En 2016, j’avais déjà écrit : «Au Sénégal, ne doit-on pas s’inquiéter de la surexcitation nerveuse d’habitués de la presse qui s’érigent en donneurs de leçons ? En tout cas, il est fréquent de remarquer des sorties démesurées dont seuls leurs auteurs en connaissent les motivations.»
Le riz, l’arachide et les statistiques agricoles semblent offrir de la matière dans ce sens. L’argu­mentaire avancé est pourtant, et pour la plupart du temps, si faible et les contrevérités à foison.
Ces cris d’orfraie n’ont toujours pas réussi à démotiver les plus Hautes autorités de l’Etat ou les acteurs de terrain et l’engagement politique, au plus haut niveau, pour aller vers l’autosuffisance en riz, met aujourd’hui le Sénégal en exemple à travers le monde entier, fournit de la légitimité à l’ensemble des acteurs et constitue pour eux motivation et satisfaction.
Concernant cette fois-ci Monsieur Saliou Sarr qui récidive, mais en changeant d’arguments, je voudrais tout d’abord, après analyse de son entretien paru dans l’édition du journal Le Quotidien n°4468 de ce samedi 6 janvier 2018, faire constater ce qui suit :
Monsieur Saliou Sarr remet en cause les statistiques agricoles du Sénégal.
Il est bon d’indiquer qu’il n’y a pas de méthodologie proprement et particulièrement spécifique au Sénégal en matière de statistiques agricoles. La méthodologie utilisée dans toute la sous-région du Sahel est unique et acceptée par tous.
Elle est basée sur un échantillonnage tiré sur l’ensemble des ménages issus du dernier recensement général effectué par l’Ansd.
Les résultats issus de l’enquête agricole, effectuée chaque année, sont validés par une mission conjointe composée de Fao/­Cilss/Pam/Fews-Net/ gouvernement du Sénégal.
Les données ne sont considérées comme officielles pour le Sénégal qu’après cette validation internationale, faite par des hommes de l’art.
Il paraîtrait que, pendant cette année 2017, la production de la riziculture pluviale est de 600 mille tonnes, selon Monsieur Saliou Sarr.
Il s’agit là d’une méprise de sa part. En effet, les statistiques fournies par la Dapsa ne sont pas à ce niveau, mais plutôt à 536 mille 131 tonnes de paddy.

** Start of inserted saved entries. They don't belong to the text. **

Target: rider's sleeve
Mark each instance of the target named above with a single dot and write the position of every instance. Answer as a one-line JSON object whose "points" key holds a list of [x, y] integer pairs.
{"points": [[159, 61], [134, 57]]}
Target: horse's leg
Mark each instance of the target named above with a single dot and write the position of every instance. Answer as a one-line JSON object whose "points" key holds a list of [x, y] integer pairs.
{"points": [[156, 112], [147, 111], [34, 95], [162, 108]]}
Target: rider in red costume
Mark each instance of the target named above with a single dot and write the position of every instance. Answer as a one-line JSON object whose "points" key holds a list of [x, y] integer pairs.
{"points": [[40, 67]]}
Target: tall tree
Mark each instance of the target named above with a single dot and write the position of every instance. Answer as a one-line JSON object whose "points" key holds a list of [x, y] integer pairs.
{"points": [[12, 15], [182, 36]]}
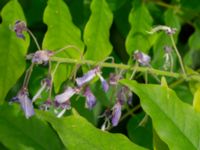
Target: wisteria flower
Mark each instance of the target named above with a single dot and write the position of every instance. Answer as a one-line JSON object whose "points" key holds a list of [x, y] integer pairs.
{"points": [[66, 95], [116, 113], [19, 27], [90, 98], [25, 102], [142, 58], [87, 77], [40, 57]]}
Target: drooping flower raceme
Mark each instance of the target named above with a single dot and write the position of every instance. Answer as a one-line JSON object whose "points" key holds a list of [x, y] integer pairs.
{"points": [[40, 56], [116, 113], [89, 76], [90, 98], [66, 95], [142, 58], [25, 102], [19, 27]]}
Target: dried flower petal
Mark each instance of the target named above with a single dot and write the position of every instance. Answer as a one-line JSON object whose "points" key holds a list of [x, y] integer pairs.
{"points": [[19, 27], [116, 113], [142, 58], [87, 77], [66, 95], [90, 98], [41, 56]]}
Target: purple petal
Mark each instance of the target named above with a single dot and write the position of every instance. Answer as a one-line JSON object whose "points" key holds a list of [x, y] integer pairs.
{"points": [[87, 77], [104, 83], [26, 104], [116, 114], [65, 96], [19, 27], [90, 98], [142, 58], [41, 56]]}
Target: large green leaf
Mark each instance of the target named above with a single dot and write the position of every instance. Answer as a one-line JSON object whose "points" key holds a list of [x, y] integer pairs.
{"points": [[176, 122], [20, 133], [77, 133], [13, 49], [96, 33], [61, 33], [141, 21]]}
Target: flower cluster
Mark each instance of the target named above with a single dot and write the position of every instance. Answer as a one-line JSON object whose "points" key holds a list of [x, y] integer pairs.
{"points": [[61, 102]]}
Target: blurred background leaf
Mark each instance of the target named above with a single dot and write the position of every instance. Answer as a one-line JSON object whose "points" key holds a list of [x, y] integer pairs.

Monsieur Saliou Sarr estime que si le Sénégal avait autant augmenté le niveau de production dans la riziculture pluviale, on devrait voir ce riz dans les boutiques du Sénégal. Et d’après lui, il n’en est rien.
On peut relever une double ignorance dans ses propos :
la production du pluvial est prioritairement destinée à l’autoconsommation. Voilà pourquoi il n’existait pas d’équipements de transformation dans les neuf (9) régions (et non 8, comme il le dit).
Depuis 2015, avec l’augmentation de la production, des usines modernes commencent à s’implanter dans ces régions (Kolda, Kédougou, Sédhiou, etc.) et le gouvernement dote les acteurs de batteuses et décortiqueuses.
b) Le surplus de paddy non utilisé dans l’autoconsommation est commercialisé dans ces rizeries et est bien présent dans les boutiques, prioritairement dans celles de ces régions. Un tour à la Fidak, récemment, et à la dernière Fiara devrait vous en donner une idée, car vous y trouverez du riz Ndoucoumane produit et transformé à Kaffrine, du Maromene produit et transformé à Kédougou, du Senrice produit et transformé à Kolda, etc.
Monsieur Saliou Sarr argumente qu’il a constaté au bout de trois années, en 2016, que la double culture n’a pas été atteinte.
L’approche d’anticipation en cours au Ministère de l’agriculture et de l’équipement rural (Maer) a permis, dès la fin 2014, de ne plus fonder les prévisions de production sur de la double culture intégrale dans la Vallée du fleuve Sénégal. Les prévisions qu’il avance ont ainsi été mises de côté et de nouvelles planifications faites : – en 2015, les prévisions étaient : Saison sèche chaude (Ssc) : 54 mille 400 ha contre 60 mille ha pour l’hivernage, en 2016 : les prévisions pour la Ssc étaient de 60 mille ha contre 50 mille ha pour l’hivernage et en 2017, les prévisions étaient de 62 mille 510 ha pour la Ssc et 50 mille ha pour l’hivernage. Ces données n’ont rien à voir avec celles avancées par Mon­sieur Sarr qui continue d’avoir une vision statique de la chose.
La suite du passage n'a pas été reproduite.